A slightly different immobilization technique was employed by applying BSA to initiate protein functionalization on the CMUTs. The BSA-biotin conjugate was used as the first layer to allow streptavidin to bind onto the surface. After that biotinylated anti-TNF-α (binding at Fc domain) was added respectively and the streptavidin/biotin interaction assists immobilization of the antibodies so that the Fab regions of anti- TNF-α are exposed at the interface. It is noted that a small fraction of biotinylated anti-TNF-α can immobilize Fab domains of TNF-α on the surface instead of Fc domains.
TNF-α at clinically relevant concentrations over the range of 0 - 400 ng/ml was then applied on anti-TNF-α-coated devices and the calibration curve shows an excellent linear dependency of frequency shift as a function of concentration of TNF-α. This quantitative analysis can be used to determine the concentration of TNF-α and is a viable method for this protein over the critical range (Figure 6).
Although this calibration shows an excellent linearity (R2 = 0.99) that suggests reliability of detection of TNF-α on CMUT devices, it would be interesting to extend the range of concentrations to include concentrations between 1-10 ng/ml which is the clinically interesting concentration range that would allow making the decision regarding cardiovascular risk (i.e. the 10 ng/ml cut-off point). The inclusion of additional cardiovascular disease markers alongside with TNF-α i.e. CRP and IL-6 to create a cardiovascular panel on a single CMUT chip should provide a promising approach to a more comprehensive cardiovascular disease diagnostic tool in the future.
In this study, we performed different functionalization schemes on μm-sized biocompatible CMUTs demonstrating its potential to perform biodetection of specific proteins with accuracy and high sensitivity. In contrast to ELISA, for antigen detection assays, antigen capture alone is sufficient for detection, i.e. no labeling and secondary antibodies (for signal and amplification) are required. The antigen is introduced and applied as the final step of the assay onto the sensor chip. This means that the sensor chips can be pre-fabricated as singlestep kits, which is very cost-effective and time saving for research and diagnostic applications.

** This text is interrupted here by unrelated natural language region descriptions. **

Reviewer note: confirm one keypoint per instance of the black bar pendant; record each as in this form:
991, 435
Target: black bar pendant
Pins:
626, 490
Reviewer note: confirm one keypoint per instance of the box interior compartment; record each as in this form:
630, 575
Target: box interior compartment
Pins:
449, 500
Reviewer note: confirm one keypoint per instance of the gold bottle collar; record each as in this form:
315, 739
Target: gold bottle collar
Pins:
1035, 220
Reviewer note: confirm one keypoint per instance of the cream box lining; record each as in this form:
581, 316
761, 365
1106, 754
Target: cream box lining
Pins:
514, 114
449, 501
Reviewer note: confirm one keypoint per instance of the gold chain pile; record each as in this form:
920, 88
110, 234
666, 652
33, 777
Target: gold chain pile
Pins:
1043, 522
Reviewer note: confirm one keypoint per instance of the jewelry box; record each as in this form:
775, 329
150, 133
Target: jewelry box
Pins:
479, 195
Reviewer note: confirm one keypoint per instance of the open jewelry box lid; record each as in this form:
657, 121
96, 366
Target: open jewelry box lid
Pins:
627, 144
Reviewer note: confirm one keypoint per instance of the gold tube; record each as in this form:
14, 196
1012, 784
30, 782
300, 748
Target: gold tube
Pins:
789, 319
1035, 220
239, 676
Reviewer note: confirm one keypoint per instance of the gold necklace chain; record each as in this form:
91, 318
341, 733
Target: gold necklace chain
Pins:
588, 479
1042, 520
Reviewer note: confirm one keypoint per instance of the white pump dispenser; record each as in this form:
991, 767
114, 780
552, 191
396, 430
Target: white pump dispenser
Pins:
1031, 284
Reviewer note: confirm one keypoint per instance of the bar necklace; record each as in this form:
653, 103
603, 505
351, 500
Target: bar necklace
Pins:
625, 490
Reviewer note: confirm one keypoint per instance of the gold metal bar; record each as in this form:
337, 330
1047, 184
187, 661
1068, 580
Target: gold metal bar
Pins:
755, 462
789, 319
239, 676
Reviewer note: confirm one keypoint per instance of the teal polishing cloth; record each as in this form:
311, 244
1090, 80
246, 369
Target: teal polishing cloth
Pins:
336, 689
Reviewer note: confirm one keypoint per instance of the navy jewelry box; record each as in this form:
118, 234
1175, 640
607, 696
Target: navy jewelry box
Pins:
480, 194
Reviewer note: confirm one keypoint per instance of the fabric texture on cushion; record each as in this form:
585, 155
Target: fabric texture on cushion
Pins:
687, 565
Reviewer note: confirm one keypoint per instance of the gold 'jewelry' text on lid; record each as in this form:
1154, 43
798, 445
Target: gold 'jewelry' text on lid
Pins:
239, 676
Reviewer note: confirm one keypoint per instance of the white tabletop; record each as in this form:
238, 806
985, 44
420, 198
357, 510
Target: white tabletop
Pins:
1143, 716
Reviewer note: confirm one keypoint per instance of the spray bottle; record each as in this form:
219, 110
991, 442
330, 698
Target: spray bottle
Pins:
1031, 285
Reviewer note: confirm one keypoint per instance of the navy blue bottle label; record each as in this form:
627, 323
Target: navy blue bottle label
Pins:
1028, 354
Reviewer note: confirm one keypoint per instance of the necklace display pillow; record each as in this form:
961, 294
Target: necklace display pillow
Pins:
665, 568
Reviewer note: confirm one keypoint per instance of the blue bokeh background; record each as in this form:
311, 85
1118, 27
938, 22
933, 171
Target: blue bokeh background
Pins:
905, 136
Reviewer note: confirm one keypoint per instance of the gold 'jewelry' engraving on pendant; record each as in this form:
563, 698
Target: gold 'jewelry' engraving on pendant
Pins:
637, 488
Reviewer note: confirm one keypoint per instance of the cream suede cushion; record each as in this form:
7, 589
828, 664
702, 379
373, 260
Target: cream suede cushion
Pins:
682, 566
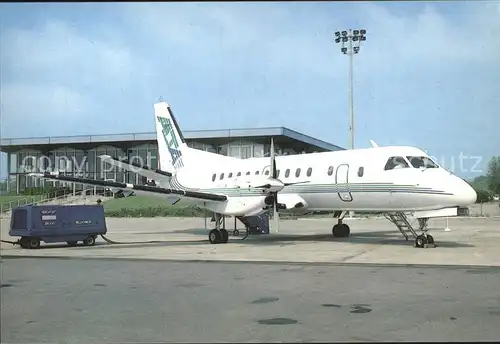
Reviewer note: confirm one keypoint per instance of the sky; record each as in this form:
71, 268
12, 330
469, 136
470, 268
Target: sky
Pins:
428, 74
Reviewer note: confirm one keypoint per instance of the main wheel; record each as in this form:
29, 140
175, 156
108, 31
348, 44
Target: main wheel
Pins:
214, 236
224, 236
430, 239
34, 243
341, 230
420, 241
89, 241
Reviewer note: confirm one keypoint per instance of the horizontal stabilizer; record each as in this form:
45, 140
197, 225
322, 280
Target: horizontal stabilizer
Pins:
141, 189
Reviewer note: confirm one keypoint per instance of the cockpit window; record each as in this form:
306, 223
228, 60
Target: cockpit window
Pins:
396, 162
422, 162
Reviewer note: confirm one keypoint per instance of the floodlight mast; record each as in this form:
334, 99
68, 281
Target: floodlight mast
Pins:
354, 39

Furthermore, the size of the substrate is very small and the presented method only requires a minimal volume of 10 ul to cover the entire 16-sensor chip without. This contributes to an additional cost reduction by requiring fewer quantities of reagent materials.
In our laboratory, CMUTs are being developed to be fully handheld units relying only on battery power or power via a USB connection from a laptop computer and being operated either as a stand-alone unit or via a computer interface. This will facilitate the use for diagnostic applications in medically underserved and hard-to-reach regions or for soldiers in the battle fields avoiding the need to ship samples to a central facility of laboratory for analysis.

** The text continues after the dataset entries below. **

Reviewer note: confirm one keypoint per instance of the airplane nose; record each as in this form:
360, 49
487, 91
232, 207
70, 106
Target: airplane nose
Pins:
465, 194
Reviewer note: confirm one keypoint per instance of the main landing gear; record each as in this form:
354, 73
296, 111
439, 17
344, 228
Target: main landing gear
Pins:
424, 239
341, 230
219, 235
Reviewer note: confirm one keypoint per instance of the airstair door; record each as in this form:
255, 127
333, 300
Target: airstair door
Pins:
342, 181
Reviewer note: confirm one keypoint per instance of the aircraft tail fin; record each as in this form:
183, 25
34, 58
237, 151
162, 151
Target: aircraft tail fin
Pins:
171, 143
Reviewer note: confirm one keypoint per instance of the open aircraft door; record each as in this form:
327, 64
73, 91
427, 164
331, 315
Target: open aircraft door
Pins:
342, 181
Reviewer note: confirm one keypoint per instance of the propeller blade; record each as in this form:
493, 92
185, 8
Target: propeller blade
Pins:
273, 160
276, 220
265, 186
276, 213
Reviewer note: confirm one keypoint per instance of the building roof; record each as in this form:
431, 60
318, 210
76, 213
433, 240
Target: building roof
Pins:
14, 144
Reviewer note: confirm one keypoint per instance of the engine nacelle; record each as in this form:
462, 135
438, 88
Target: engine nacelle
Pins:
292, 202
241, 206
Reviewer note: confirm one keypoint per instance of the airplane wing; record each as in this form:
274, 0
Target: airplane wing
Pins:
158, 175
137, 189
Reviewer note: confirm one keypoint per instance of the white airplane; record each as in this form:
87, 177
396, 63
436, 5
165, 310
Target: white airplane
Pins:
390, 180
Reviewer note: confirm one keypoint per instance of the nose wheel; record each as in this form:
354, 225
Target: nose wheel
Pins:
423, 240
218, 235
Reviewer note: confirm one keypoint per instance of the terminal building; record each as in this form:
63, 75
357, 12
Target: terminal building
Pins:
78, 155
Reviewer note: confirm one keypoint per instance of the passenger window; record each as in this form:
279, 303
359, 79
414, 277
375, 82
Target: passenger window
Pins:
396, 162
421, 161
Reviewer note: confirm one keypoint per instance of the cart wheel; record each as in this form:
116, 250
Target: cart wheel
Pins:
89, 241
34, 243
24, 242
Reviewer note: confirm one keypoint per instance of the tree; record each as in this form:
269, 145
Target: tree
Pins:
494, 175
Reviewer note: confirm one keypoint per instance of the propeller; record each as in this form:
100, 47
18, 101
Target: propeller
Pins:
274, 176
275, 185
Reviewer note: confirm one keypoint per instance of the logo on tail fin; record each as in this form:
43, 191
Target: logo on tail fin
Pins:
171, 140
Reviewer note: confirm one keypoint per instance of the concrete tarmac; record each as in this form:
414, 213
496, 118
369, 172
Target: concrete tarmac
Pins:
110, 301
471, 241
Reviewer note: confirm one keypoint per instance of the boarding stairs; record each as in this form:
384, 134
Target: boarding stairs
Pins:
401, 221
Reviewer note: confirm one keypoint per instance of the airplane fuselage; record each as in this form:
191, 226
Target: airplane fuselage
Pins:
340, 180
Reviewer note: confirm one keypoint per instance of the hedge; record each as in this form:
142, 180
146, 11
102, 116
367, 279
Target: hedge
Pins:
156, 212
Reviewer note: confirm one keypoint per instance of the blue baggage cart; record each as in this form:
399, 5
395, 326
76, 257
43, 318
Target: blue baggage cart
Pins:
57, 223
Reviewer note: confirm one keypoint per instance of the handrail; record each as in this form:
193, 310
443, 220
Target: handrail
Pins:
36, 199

With current progress underway, this technology may eventually be capable of exceeding the detection limits of ELISA even though as of today this novel detection method still has a lower sensitivity compared to ELISA. Despite this fact, it is already interesting for certain diagnostics applications, an analyte concentration in the range of 10 - 1,000 ng/ml in the blood of the patient is clinically relevant for a variety of disease markers (including TNF-α) and can be easily performed with this new technology. Additionally, some of the advantages mentioned above such as faster detection time, lower cost and the small amounts of materials required as well as its portability and ability for further miniaturization of this technology make CMUTs an interesting alternative for protein detection in a laboratory or medical setting.
This work was supported by Matrix Sensors Inc. The author would like to thanks Brandon Burbach, an undergraduate student for his ample assistance on interferometry.